Le poids des mots

Il est des mots qu’on doit manier avec la prudence qu’on réserve à la dynamite. Des mots si lourds de sens qu’on devrait y réfléchir longuement et bien les peser avant de les prononcer. Ainsi, le mot «génocide» lancé dans l’assemblée annuelle de la SANB avec une sorte de jubilation. Comme s’il fallait racheter notre douloureux passé; comme si notre peuple – c’est l’argument avancé – vivait en choc post-traumatique depuis le dix-huitième siècle.

Quand on veut manier de l’explosif, il convient de choisir son moment: avancer le mot «génocide» une semaine après les autochtones du Canada, revient à se présenter comme un enfant qui piaille «Moi aussi! Moi aussi!». C’est peu flatteur et ça mène immanquablement aux comparaisons. Selon nos manieurs d’explosif, l’Acadie se compare favorablement aux autochtones. «Nous, en plus, on a été déportés», ai-je entendu.

«Quelle est triste cette étroitesse du regard qu’on porte sur les problèmes qui ne sont pas les nôtres» disait l’Abbé Pierre. C’est ce regard nombriliste et le mépris de l’histoire qui permettent de comparer notre tragédie du dix-huitième siècle à la persécution des autochtones depuis l’arrivée des Européens en Amérique ET jusqu’à aujourd’hui.
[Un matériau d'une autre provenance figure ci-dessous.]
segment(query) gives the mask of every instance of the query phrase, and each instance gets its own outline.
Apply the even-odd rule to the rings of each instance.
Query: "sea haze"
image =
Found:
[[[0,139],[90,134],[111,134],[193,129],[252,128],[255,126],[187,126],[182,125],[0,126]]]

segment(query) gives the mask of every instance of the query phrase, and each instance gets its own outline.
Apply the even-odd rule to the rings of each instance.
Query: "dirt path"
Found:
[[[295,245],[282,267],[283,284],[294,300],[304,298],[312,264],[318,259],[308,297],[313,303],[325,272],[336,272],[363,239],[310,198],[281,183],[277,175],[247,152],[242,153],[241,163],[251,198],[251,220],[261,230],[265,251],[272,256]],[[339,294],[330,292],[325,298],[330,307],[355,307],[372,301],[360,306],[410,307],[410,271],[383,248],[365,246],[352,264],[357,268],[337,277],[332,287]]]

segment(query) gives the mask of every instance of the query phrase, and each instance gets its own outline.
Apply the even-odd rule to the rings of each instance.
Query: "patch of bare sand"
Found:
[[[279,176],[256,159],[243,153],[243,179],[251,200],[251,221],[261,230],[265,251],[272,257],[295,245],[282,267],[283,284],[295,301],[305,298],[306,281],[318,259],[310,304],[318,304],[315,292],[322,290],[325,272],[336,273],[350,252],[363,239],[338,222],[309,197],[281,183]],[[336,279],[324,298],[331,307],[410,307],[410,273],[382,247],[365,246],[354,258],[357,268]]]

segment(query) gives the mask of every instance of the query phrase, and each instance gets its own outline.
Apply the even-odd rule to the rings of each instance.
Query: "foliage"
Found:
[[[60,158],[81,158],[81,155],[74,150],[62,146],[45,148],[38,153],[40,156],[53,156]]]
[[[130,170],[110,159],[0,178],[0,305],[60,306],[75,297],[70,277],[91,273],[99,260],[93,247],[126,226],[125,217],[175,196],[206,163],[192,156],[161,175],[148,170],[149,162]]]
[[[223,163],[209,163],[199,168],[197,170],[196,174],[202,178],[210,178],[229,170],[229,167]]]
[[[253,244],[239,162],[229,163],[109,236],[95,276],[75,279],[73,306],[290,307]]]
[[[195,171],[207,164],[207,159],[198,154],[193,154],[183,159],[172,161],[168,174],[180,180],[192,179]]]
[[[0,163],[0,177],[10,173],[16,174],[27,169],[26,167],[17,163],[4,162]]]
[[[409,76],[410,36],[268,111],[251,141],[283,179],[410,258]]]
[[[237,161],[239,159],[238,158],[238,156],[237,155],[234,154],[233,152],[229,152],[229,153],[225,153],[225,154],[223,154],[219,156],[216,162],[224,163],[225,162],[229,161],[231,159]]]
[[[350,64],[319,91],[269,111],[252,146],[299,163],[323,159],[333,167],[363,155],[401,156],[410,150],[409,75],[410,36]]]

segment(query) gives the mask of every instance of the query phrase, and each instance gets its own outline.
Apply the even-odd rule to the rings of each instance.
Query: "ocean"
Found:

Que de 1755 à 1763 on ait voulu écarter les Acadiens de leurs terres pour les prendre, soit. Empêcher nos ancêtres de demeurer un peuple, soit. Séparer les familles qu’on a soumises à de terribles souffrances, soit. Mais a-t-on massacré femmes et enfants sur les rives de la baie de Fundy? Enlevé les nouveau-nés à leurs mères? Sommes-nous aujourd’hui parqués dans les réserves du tiers monde canadien? Devons-nous dire à nos filles de ne pas marcher le long d’une route, de peur qu’elles soient ramassées, violées, tuées puis coupées en morceaux dans une porcherie? Un peu de décence, il me semble.

L’Acadie de 2019 n’a besoin ni d’un psychiatre, ni de mots explosifs, ni d’excuses. Elle a besoin d’agir: pour que le réchauffement climatique ne nous vole pas notre territoire. Pour que notre déclin démographique ne nous enlève pas notre poids politique. Pour que notre langue et notre culture continuent de rayonner.

Par pitié! Tournons-nous vers l’avenir. C’est exactement ce qu’ont fait nos ancêtres qui avaient bien compris que leurs gestes compteraient beaucoup plus que leurs mots pour l’avenir de leur descendance.